E-commerce retailers saw a tremendous gain in traction during the pandemic and now face headwinds as sales decline. In times like this, retailers need to go the extra mile to drive incremental online sales and to retain their customers in the long run.
Providing a personalized online shopping experience for shoppers is a great way of achieving this goal. Top e-commerce retailers like Amazon and Walmart are investing in building features that provide tailor-made experience for users, and these sorts of features can also be put to use by e-commerce retailers of all sizes.
Here are four ways that an e-commerce website can use long-term and short-term signals to provide a personalized shopping experience for their users. To be effective at personalization, it is also important for websites to have a robust way to track and store user activity.
Improve the Relevance of Search Results
The order in which the products are displayed in the search results plays a key role in determining whether a user is likely to convert on the query. Long-term historical signals such as clicks and conversions help the search algorithms understand the most popular products for a given search query, and what to display. Big players like Amazon have large data science teams that build powerful machine learning models that use these signals to improve the relevance of search results. However, smaller online retailers can achieve a great improvement through simple heuristic models that aggregate the number of times a product is converted for a given search query and display the products in the descending order of conversions.
Going a step further, building a crude user taste profile based on the attributes of products that the user purchased or clicked on is very powerful. For example, this can reveal that a user is vegan (or has a strong preference) if they buy a certain brand of products. This taste profile can then be used to improve the ordering of the search result to boost products that a user has preference for.
Present a Personalized Website to the User
The UX of many e-commerce websites are designed for users to explore and discover products, instead of directly searching for products. For example, many apparel websites have a homepage for users to navigate to various departments, aisles, or special collections like “Trending Now.” UX elements like dropdown navigation menus, filters for narrowing down options, high quality images to create the right visual appeal, and item detail pages play a key role in ensuring a seamless shopping experience.
The past browsing and purchase history combined with the user-taste profile can help to dynamically change the layout of the website and present it in a personalized way to the user. For example, e-commerce retailers can prominently highlight the most relevant departments based on the gender of the user and products they have previously clicked on. Similarly, they can easily implement a carousel similar to Amazon’s “Pick up where you left off” based on products that a user clicked or viewed but did not buy.
E-commerce websites can also provide social proof on product pages such as reviews, number of people viewing the product or purchased it in the last week, badges indicating that a product is a “Top Seller” in a given category, and more. You can extend this idea to generate personalized sign posts that grab the user’s attention. For example, show a “Best Deal“ badge to a user who previously purchased or browsed products with deals.
Or, create personalized collections of products based on the user's history similar to the “Deals inspired by your recent history” by Amazon. For example, if a user searches for “paper plates'' in their current shopping session, recommend a collection of disposable dinnerware products to the user, increasing the likelihood of users buying products that they have previously not thought of buying.

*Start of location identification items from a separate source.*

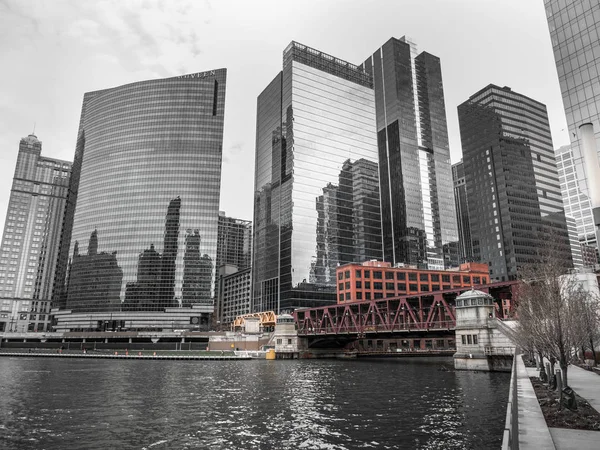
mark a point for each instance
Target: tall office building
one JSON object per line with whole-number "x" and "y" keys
{"x": 32, "y": 230}
{"x": 513, "y": 193}
{"x": 574, "y": 31}
{"x": 571, "y": 173}
{"x": 141, "y": 223}
{"x": 462, "y": 212}
{"x": 316, "y": 198}
{"x": 234, "y": 242}
{"x": 417, "y": 205}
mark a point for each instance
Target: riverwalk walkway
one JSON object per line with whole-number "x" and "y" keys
{"x": 534, "y": 433}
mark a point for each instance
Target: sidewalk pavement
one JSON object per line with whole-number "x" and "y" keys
{"x": 587, "y": 385}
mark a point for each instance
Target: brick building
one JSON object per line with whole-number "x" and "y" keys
{"x": 376, "y": 279}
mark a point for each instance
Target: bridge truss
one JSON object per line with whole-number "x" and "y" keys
{"x": 424, "y": 312}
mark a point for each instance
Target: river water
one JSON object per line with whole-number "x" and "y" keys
{"x": 48, "y": 403}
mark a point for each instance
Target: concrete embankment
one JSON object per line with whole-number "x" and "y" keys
{"x": 124, "y": 355}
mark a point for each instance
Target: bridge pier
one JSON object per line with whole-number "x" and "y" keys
{"x": 481, "y": 343}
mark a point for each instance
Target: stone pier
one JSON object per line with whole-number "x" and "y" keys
{"x": 482, "y": 340}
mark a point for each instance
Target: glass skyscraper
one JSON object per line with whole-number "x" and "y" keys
{"x": 577, "y": 204}
{"x": 462, "y": 212}
{"x": 513, "y": 192}
{"x": 575, "y": 34}
{"x": 417, "y": 203}
{"x": 32, "y": 231}
{"x": 316, "y": 203}
{"x": 141, "y": 222}
{"x": 234, "y": 245}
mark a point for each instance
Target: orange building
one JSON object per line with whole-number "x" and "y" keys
{"x": 376, "y": 279}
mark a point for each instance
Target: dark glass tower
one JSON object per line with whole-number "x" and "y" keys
{"x": 574, "y": 31}
{"x": 141, "y": 223}
{"x": 513, "y": 193}
{"x": 234, "y": 246}
{"x": 417, "y": 205}
{"x": 462, "y": 212}
{"x": 316, "y": 195}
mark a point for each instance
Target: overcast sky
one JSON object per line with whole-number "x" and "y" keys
{"x": 52, "y": 52}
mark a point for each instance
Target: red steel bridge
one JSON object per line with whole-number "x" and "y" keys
{"x": 429, "y": 311}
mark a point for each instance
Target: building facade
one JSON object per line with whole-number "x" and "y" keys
{"x": 30, "y": 243}
{"x": 417, "y": 205}
{"x": 374, "y": 280}
{"x": 234, "y": 242}
{"x": 142, "y": 215}
{"x": 571, "y": 174}
{"x": 234, "y": 296}
{"x": 514, "y": 199}
{"x": 576, "y": 44}
{"x": 316, "y": 200}
{"x": 462, "y": 212}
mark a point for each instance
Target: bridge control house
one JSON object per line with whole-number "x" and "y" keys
{"x": 373, "y": 280}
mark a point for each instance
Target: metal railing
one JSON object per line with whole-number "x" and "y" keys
{"x": 510, "y": 438}
{"x": 489, "y": 350}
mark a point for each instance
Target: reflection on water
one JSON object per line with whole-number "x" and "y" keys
{"x": 389, "y": 404}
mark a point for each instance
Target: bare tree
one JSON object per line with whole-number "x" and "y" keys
{"x": 552, "y": 310}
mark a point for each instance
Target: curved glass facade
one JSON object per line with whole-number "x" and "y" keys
{"x": 144, "y": 199}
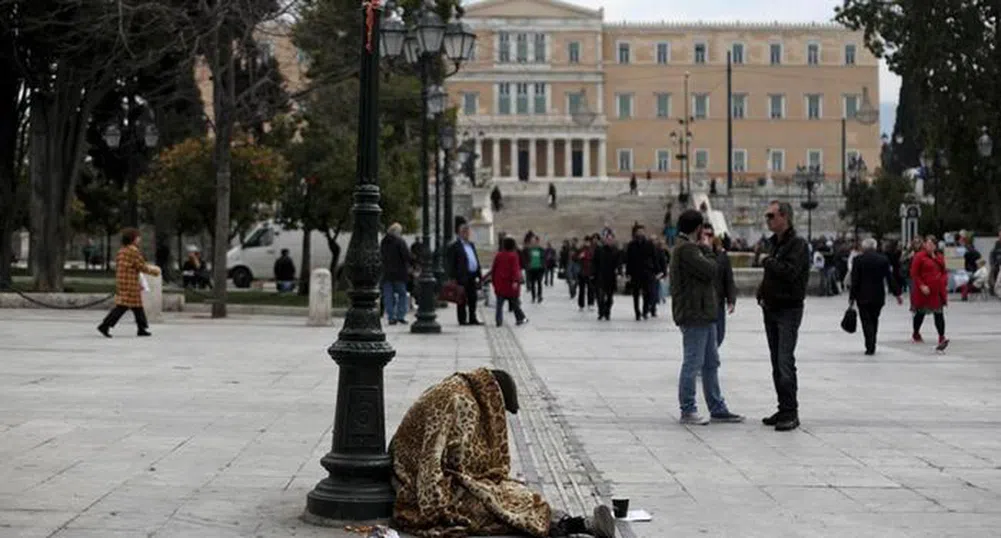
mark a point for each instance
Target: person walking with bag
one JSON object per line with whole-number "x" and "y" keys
{"x": 872, "y": 273}
{"x": 929, "y": 292}
{"x": 129, "y": 264}
{"x": 506, "y": 275}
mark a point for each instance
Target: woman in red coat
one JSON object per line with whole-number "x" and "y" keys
{"x": 929, "y": 290}
{"x": 507, "y": 279}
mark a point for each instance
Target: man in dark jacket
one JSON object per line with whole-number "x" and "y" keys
{"x": 463, "y": 267}
{"x": 869, "y": 273}
{"x": 726, "y": 288}
{"x": 641, "y": 265}
{"x": 781, "y": 296}
{"x": 607, "y": 260}
{"x": 395, "y": 272}
{"x": 693, "y": 296}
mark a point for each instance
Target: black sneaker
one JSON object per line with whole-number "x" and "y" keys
{"x": 787, "y": 424}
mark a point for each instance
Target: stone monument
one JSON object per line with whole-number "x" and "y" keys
{"x": 320, "y": 298}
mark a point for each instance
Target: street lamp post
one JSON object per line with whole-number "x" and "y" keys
{"x": 359, "y": 469}
{"x": 808, "y": 178}
{"x": 140, "y": 133}
{"x": 424, "y": 44}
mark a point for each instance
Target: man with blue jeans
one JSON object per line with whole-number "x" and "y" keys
{"x": 694, "y": 304}
{"x": 395, "y": 270}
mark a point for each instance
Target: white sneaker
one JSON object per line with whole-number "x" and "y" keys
{"x": 694, "y": 419}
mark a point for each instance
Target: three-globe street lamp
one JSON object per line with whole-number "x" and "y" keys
{"x": 857, "y": 169}
{"x": 140, "y": 133}
{"x": 809, "y": 178}
{"x": 359, "y": 470}
{"x": 423, "y": 46}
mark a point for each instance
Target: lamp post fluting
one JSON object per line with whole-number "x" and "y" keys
{"x": 359, "y": 469}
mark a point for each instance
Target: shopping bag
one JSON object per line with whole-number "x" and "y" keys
{"x": 850, "y": 322}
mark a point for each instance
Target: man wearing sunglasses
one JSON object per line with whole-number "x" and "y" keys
{"x": 782, "y": 295}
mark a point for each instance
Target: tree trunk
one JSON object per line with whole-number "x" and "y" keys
{"x": 304, "y": 267}
{"x": 223, "y": 82}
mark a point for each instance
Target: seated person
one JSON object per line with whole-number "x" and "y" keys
{"x": 451, "y": 463}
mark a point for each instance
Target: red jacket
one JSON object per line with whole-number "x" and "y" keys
{"x": 929, "y": 270}
{"x": 507, "y": 275}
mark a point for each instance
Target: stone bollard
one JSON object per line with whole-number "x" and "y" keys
{"x": 320, "y": 298}
{"x": 152, "y": 300}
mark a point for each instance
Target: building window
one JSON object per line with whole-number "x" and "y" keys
{"x": 701, "y": 52}
{"x": 625, "y": 160}
{"x": 778, "y": 160}
{"x": 540, "y": 98}
{"x": 740, "y": 103}
{"x": 623, "y": 52}
{"x": 663, "y": 160}
{"x": 815, "y": 106}
{"x": 625, "y": 105}
{"x": 663, "y": 105}
{"x": 813, "y": 54}
{"x": 504, "y": 98}
{"x": 737, "y": 53}
{"x": 740, "y": 160}
{"x": 540, "y": 48}
{"x": 504, "y": 47}
{"x": 522, "y": 43}
{"x": 701, "y": 159}
{"x": 523, "y": 98}
{"x": 663, "y": 53}
{"x": 850, "y": 54}
{"x": 470, "y": 103}
{"x": 575, "y": 102}
{"x": 777, "y": 106}
{"x": 815, "y": 158}
{"x": 775, "y": 53}
{"x": 700, "y": 102}
{"x": 851, "y": 106}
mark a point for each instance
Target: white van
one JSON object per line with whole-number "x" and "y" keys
{"x": 253, "y": 258}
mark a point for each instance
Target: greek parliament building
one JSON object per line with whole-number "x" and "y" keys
{"x": 556, "y": 92}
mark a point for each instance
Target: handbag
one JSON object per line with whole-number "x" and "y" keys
{"x": 850, "y": 322}
{"x": 451, "y": 292}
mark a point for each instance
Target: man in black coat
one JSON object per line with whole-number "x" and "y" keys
{"x": 641, "y": 261}
{"x": 463, "y": 267}
{"x": 608, "y": 257}
{"x": 871, "y": 274}
{"x": 782, "y": 295}
{"x": 396, "y": 263}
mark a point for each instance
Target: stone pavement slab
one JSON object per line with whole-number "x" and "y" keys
{"x": 215, "y": 428}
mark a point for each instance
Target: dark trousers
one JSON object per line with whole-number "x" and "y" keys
{"x": 782, "y": 329}
{"x": 116, "y": 314}
{"x": 642, "y": 288}
{"x": 585, "y": 291}
{"x": 467, "y": 313}
{"x": 536, "y": 284}
{"x": 869, "y": 316}
{"x": 606, "y": 297}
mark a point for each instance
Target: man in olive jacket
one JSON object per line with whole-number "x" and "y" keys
{"x": 782, "y": 295}
{"x": 694, "y": 304}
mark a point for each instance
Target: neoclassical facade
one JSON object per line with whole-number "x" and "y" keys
{"x": 556, "y": 92}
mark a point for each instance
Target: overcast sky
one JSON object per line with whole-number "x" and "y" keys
{"x": 733, "y": 10}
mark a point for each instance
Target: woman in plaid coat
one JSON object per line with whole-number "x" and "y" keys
{"x": 128, "y": 292}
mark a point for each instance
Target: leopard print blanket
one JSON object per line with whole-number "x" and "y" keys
{"x": 451, "y": 463}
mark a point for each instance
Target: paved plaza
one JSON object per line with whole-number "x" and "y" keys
{"x": 216, "y": 428}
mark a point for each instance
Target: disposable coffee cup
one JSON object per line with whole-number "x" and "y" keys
{"x": 620, "y": 507}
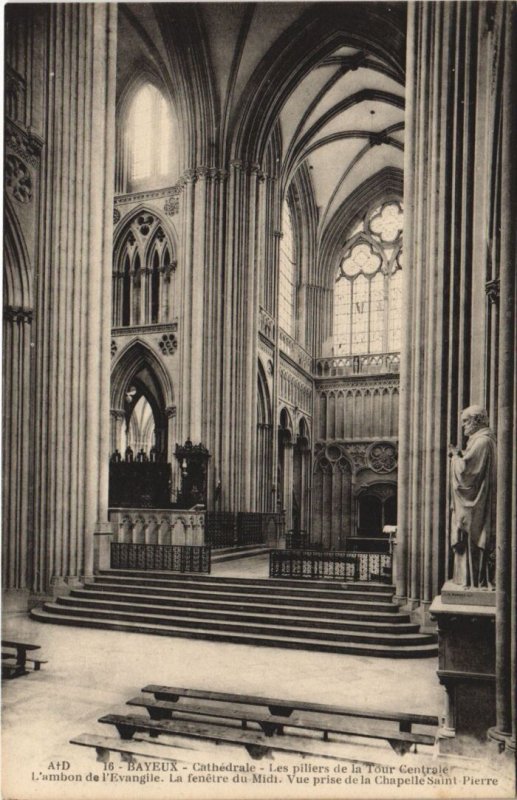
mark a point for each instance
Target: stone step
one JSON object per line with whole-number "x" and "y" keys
{"x": 273, "y": 599}
{"x": 281, "y": 583}
{"x": 415, "y": 650}
{"x": 260, "y": 629}
{"x": 115, "y": 603}
{"x": 238, "y": 554}
{"x": 236, "y": 603}
{"x": 242, "y": 591}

Big e-commerce retailers employ machine learning models which can infer these tasks and create highly personalized collections. Smaller retailers can partly achieve the same goal through simpler methods — by looking at the short-term historical signals like products that a user clicked on in the current session and recommend a collection of products that are in the same department to closely match attributes in the user’s taste profile.
Deliver More Value for Advertisers
Big retailers like Walmart and Amazon feature sponsored content on their websites to drive a lot of additional revenue. E-commerce retailers can work with third-party solutions to enable this capability on their website too. Historical engagement signals like past searches and purchases can be effectively used by the advertisers and the e-commerce retailers to match brands and users in a highly targeted manner. This will increase the Return on Ads spend (ROAS) for the brands who are advertising, and result in a lot of additional revenue for the ecommerce platform — which is a great win-win.

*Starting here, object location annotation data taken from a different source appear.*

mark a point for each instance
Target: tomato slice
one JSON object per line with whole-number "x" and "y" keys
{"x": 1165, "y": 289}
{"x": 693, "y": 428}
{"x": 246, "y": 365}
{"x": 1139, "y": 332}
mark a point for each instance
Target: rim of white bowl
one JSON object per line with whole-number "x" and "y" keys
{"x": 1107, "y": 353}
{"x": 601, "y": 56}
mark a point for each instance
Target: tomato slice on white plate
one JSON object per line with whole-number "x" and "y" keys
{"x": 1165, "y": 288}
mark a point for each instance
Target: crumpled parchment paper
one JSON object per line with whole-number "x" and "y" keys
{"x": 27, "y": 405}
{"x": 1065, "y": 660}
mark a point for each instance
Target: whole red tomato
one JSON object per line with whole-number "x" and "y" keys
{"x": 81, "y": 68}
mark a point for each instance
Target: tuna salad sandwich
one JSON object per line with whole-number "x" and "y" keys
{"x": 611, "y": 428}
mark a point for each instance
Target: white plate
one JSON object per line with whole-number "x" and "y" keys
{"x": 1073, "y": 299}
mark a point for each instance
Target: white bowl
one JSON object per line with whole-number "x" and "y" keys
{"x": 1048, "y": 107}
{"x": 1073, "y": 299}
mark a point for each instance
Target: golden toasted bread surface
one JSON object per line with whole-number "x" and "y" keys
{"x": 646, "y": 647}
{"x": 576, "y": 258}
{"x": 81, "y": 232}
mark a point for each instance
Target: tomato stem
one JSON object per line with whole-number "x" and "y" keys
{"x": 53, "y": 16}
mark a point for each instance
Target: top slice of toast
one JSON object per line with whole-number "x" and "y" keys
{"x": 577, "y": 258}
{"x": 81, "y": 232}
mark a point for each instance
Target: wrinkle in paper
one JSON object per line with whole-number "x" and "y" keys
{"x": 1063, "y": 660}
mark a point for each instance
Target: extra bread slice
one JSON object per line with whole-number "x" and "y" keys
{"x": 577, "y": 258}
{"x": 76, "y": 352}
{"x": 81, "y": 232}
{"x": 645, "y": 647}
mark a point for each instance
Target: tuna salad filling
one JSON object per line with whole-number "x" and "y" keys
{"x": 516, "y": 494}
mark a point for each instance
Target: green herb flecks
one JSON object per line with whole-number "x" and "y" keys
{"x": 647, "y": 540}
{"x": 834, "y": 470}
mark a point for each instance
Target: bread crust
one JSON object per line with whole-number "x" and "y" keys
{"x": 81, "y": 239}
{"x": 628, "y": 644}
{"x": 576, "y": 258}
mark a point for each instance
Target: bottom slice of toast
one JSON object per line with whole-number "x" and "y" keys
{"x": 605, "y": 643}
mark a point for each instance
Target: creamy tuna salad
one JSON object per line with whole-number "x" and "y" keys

Improve the Quality of Inventory Using Historical Search Data
Inventory demand forecasting is very important for maximizing sales and profit. Retailers need to successfully employ multiple techniques based on historical purchase data to understand the demand for products. Analyzing trends in user’s searches is a great way of understanding what customers are looking for and not finding in your store. Those e-commerce retailers that deliver a truly personalized shopping experience will drive incremental online sales and retain their customers; they will be the big winners in 2023.